Elementary – Season 1 Episode 11 – Recap and Review – Dirty Laundry
Recap and review of Elementary – Season 1 Episode 11 – Dirty Laundry
Well, I have to hand it to Elementary. After weeks of speculation as to how they would keep Watson (Lucy Liu) on as the companion to Holmes (Jonny Lee Miller), “Dirty Laundry” solved the problem in a way I wouldn’t have predicted. In essence, the show has reversed the power dynamics of the relationship, making Watson the apprentice to Holmes, which serves as an inverse of the sober companion relationship that had provided the engine for the series in its first half. I really do have to commend the show for this approach, as it would have been easy to simply have Holmes relapse, with Watson deciding to stay around while the writers milk a despondent, relapses Holmes for five or more episodes. This path is arguably harder, but it’s more rewarding for the viewer, as it forces Watson to open herself up to Holmes’s way of thinking in a more substantial way than the subtle hints we’ve been given. It’s been implied that Holmes’s deductive reasoning has been creeping into her approach to each case of the week, but it’s heartening to see it brought to the fore this week, as the Holmes/Watson partnership needs to be a partnership of equals, each with something to contribute. “Dirty Laundry” gets that job done, even if the case itself is the most ludicrous of the series so far.

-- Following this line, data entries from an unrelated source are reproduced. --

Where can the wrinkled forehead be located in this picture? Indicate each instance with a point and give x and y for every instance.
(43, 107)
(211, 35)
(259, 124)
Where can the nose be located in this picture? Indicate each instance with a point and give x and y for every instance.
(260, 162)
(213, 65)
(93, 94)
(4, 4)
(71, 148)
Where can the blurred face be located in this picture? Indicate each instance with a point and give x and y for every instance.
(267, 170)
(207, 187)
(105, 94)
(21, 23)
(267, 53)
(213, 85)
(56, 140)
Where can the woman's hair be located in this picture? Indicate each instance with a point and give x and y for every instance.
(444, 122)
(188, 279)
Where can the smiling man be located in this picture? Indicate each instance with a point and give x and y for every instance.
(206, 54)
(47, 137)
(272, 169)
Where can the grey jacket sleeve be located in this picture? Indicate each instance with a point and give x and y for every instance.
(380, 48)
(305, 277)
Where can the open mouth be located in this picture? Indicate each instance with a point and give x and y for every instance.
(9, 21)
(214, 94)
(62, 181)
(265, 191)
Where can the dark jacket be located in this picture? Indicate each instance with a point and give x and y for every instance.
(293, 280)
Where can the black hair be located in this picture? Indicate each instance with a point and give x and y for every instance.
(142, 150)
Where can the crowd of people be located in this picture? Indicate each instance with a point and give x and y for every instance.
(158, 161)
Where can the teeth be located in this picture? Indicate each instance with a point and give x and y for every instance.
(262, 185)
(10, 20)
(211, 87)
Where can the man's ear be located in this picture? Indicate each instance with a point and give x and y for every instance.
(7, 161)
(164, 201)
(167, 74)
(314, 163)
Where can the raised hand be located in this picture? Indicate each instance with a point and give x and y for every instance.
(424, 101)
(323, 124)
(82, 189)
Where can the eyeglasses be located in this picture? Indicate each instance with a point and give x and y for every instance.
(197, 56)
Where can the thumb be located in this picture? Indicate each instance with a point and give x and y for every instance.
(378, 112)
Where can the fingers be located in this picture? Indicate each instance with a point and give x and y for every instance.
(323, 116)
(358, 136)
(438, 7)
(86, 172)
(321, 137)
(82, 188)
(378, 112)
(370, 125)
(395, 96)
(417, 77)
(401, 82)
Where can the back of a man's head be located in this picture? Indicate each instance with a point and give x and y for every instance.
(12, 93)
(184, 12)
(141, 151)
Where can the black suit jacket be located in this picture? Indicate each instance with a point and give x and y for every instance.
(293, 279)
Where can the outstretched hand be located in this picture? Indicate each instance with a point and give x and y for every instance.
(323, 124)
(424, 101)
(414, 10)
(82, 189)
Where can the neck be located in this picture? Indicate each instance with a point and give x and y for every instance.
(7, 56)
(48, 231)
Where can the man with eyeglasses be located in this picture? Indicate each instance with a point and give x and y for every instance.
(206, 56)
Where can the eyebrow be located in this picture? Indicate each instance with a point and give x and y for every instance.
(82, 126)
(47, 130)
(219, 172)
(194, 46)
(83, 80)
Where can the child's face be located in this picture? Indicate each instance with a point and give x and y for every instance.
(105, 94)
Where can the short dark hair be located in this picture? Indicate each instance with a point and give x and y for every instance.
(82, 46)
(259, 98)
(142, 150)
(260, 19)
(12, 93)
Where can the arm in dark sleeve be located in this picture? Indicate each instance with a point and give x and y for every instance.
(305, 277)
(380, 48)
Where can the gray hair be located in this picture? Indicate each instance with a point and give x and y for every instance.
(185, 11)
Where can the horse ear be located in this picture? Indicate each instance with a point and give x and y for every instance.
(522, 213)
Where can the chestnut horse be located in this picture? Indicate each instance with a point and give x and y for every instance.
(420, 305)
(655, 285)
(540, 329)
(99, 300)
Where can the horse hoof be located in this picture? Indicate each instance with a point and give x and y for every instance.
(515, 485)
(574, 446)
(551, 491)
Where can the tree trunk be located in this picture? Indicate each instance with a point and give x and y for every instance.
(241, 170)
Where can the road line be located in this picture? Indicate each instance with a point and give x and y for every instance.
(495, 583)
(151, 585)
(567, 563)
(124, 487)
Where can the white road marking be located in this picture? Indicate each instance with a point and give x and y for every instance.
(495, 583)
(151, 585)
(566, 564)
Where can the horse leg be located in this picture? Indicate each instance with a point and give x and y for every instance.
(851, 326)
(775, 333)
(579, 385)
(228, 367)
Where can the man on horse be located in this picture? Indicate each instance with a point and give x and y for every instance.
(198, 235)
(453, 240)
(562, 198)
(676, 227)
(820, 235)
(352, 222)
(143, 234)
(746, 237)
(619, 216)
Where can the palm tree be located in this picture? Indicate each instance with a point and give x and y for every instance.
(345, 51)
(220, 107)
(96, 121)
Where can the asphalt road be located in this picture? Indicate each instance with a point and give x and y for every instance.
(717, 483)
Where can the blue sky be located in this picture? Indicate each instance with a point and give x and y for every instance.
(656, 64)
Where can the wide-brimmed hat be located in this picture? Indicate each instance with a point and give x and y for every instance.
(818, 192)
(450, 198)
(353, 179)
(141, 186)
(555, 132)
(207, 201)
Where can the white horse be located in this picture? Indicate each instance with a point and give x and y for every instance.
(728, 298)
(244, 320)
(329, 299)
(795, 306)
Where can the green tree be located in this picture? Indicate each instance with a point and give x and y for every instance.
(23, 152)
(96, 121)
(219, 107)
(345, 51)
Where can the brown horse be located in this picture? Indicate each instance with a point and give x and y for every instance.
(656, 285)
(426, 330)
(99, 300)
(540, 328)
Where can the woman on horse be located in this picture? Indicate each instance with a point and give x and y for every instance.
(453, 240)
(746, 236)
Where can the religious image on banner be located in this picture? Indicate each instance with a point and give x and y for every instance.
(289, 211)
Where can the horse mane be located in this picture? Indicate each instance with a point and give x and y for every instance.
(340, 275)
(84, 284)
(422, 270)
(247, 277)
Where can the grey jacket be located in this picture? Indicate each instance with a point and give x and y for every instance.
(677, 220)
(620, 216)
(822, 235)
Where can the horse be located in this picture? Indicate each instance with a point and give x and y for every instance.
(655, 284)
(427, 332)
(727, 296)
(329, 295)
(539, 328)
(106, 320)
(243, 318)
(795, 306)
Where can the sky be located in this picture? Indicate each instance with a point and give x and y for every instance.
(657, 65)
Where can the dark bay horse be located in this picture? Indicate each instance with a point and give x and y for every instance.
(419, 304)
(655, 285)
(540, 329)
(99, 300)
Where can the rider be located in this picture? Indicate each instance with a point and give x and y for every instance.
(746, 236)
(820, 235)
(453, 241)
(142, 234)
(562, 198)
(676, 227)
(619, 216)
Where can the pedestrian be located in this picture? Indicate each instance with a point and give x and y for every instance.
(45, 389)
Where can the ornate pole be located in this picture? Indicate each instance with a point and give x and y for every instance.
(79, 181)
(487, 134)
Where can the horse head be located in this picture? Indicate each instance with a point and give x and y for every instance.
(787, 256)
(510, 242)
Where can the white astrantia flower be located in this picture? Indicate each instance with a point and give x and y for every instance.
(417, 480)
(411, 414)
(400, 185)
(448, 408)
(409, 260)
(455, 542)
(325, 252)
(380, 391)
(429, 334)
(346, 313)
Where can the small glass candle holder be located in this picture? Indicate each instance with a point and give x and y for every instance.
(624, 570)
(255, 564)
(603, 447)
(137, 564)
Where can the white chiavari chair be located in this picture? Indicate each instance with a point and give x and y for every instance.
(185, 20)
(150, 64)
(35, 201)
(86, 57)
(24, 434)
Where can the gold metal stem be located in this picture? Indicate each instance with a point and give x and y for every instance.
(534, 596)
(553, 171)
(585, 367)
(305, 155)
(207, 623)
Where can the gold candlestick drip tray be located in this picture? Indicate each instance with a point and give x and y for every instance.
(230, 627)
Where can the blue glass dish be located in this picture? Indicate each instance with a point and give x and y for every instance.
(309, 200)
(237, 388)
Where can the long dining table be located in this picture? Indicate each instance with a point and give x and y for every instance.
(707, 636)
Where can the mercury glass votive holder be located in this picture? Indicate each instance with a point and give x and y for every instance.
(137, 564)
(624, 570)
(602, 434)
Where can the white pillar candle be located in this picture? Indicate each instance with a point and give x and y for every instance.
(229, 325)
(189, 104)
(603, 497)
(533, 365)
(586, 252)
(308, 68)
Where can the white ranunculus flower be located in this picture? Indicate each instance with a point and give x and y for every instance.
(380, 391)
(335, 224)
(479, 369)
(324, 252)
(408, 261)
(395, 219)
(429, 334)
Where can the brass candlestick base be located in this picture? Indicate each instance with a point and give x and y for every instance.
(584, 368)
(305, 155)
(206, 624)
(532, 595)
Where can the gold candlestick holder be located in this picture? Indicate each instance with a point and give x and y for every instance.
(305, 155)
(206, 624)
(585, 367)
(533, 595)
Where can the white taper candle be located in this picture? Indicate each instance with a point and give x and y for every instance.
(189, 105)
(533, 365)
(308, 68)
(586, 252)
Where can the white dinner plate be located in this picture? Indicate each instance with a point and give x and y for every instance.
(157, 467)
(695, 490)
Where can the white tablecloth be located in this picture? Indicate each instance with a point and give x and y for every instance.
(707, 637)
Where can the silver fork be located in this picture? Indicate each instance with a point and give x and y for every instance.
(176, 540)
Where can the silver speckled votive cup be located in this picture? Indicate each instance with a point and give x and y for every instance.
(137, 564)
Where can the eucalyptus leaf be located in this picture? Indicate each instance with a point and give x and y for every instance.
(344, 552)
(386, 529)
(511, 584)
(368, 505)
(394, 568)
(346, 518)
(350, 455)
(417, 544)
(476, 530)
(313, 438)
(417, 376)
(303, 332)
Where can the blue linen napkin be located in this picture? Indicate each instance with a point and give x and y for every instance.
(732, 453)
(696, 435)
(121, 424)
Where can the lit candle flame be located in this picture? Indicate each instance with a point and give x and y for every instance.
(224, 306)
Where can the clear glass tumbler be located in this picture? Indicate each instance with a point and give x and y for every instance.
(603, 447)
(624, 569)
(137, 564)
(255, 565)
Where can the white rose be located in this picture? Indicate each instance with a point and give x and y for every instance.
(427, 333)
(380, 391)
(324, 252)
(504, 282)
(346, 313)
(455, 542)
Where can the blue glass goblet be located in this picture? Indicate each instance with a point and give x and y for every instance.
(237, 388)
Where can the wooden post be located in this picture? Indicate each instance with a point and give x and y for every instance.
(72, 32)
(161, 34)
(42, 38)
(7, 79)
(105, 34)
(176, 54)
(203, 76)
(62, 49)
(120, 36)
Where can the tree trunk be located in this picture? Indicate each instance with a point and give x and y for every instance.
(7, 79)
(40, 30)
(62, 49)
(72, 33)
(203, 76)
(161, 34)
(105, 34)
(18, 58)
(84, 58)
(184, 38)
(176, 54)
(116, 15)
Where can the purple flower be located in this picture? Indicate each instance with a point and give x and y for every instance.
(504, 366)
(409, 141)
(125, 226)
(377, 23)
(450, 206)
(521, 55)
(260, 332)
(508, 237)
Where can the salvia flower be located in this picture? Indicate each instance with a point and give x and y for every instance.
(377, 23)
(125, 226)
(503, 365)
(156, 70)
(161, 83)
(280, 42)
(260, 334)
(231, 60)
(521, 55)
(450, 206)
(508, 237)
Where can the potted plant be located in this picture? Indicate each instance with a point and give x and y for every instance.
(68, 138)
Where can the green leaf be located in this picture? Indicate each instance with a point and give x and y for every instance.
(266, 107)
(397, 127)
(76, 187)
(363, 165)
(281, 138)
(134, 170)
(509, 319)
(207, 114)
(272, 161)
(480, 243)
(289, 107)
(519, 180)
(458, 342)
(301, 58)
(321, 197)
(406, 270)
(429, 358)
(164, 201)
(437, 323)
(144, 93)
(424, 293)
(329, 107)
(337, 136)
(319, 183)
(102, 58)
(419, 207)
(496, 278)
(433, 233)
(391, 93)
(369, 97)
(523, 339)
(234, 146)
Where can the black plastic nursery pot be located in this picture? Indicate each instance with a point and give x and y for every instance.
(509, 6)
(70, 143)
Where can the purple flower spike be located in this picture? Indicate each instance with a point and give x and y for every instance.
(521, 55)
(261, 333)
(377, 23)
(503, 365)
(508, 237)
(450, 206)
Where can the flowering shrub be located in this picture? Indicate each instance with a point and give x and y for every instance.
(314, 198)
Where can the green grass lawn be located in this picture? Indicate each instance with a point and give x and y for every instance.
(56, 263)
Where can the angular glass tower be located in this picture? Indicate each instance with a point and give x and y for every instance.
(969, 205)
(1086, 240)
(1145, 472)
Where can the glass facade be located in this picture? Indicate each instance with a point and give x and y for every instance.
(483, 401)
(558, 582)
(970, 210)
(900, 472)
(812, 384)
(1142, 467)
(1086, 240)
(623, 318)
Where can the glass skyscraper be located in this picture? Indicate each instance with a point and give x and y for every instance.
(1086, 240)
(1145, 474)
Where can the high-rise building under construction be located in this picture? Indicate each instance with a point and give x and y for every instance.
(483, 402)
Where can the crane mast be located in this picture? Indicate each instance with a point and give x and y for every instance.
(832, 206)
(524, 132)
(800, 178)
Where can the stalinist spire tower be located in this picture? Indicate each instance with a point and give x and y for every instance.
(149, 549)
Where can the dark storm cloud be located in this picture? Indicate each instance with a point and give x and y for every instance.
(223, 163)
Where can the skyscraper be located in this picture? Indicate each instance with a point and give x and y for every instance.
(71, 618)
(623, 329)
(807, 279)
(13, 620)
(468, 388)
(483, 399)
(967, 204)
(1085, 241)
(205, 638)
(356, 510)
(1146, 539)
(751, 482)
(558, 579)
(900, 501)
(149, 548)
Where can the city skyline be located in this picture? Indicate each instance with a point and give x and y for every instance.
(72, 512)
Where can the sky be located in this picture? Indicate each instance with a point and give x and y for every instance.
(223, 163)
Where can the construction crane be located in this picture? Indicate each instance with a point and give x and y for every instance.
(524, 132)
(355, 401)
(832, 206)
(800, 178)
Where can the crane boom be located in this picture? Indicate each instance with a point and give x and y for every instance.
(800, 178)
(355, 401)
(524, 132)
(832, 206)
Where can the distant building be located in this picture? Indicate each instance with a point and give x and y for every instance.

The case of the week follows the murder of the general manager of a high-end hotel, and while the story has its beginnings as a standard murder mystery, it balloons out into a full-on espionage plot. I have nothing against the idea of Russian spies, and this week’s case has enough twists and turns to keep the mystery exciting, especially since it’s a case that utterly defies prediction by the viewer. But then, for some people, that’s kind of the point of watching a procedural in the first place. If you can’t play along, what’s the point? Well, for others, it’s to engage with the mystery at hand, even if its solution isn’t accessible. As the case goes on and Holmes meets the husband of the deceased, and Watson meets the daughter, things only get more complicated. It comes to light that the victim had been running a non-profit brothel out of the hotel, and that this “family” (unbeknownst to the daughter) was merely a front for a spy operation. And really, that doesn’t even get into how complicated this story becomes, with regards to who actually committed the murder in question. It’s a labyrinthine plot, and it works, but only in the sense that it continually keeps the audience guessing. At the end of the day, it’s not a terribly satisfying case. It’s just a series of increasingly elaborate plot devices that serve to swerve the viewer, and I just couldn’t enjoy it, since so much of it felt contrived in a way that few plots do, on a show like this.
That said, the case still contributes some meaningful development for Watson. As she reminds Sherlock that their time is nearly reaching its conclusion, Holmes offers her an apprenticeship, in order to extend their partnership. Watson goes on to spend the rest of the episode pretending that this isn’t even something she’s considering. Yet the cracks in her facade are evident, as they have been over the last four episodes or so, in which we could start to see just how Sherlock’s presence was affecting her life, and her ways of thinking. By episode’s end, she’s telling Holmes about the new job she’s gotten, stating “I’m quite good with deduction.” And it stands as an acknowledgment that she’s accepted Holmes’s apprenticeship. The show found a more elegant way around the time limit of their partnership by giving Watson the choice of staying with Holmes, while Holmes is the one to (whether implicitly or otherwise) acknowledge the affect Watson has had on his life by being the one to offer her the position in the first place. It creates an equity in their partnership that immediately gives their pairing the kind of solid dynamic that, say, Castle and Beckett have over on ABC’s Castle.
But beyond that, “Dirty Laundry” helps develop Watson’s desire to help people, as she reaches out to the “daughter” of the victim, offering the girl her number whenever she needs it. The girl eventually cashes in this offer, and the scene in which Watson speaks with the girl on a park bench, after she’s discovered the truth about her parents’ identities, is fittingly poignant. These are the kinds of scenes that will set Elementary apart from the standard procedural, as the cases of the week need to have a more human element to have resonance, even if the case itself is somewhat ridiculous (as was the case with this mystery, exciting though it was). There’s nothing wrong, on the surface, with having a mystery that strains credulity, so long as there’s a heart at its center to keep the audience invested, in spite of how silly the story can occasionally get. In that sense, “Dirty Laundry” was a success, even though I wouldn’t count it among the better episodes of the series.
So while there isn’t a whole lot wrong with “Dirty Laundry”, I did find myself hoping that credulity-straining stories like this wouldn’t be the direction the series takes. This is not to say that other stories didn’t leave me scratching my head, but I feel those stories were pulled off with greater subtlety and delicacy than this. Of course, the series is still among the better procedurals on television, and it’s really honing the character dynamics as the series goes forward. To that end, it has a leg up over many procedurals in their first season. I genuinely look forward to seeing how the show reconciles the strong character work with the iffier detective aspect. Given that the show is one of CBS’s hits of the new season, it’ll surely get the chance.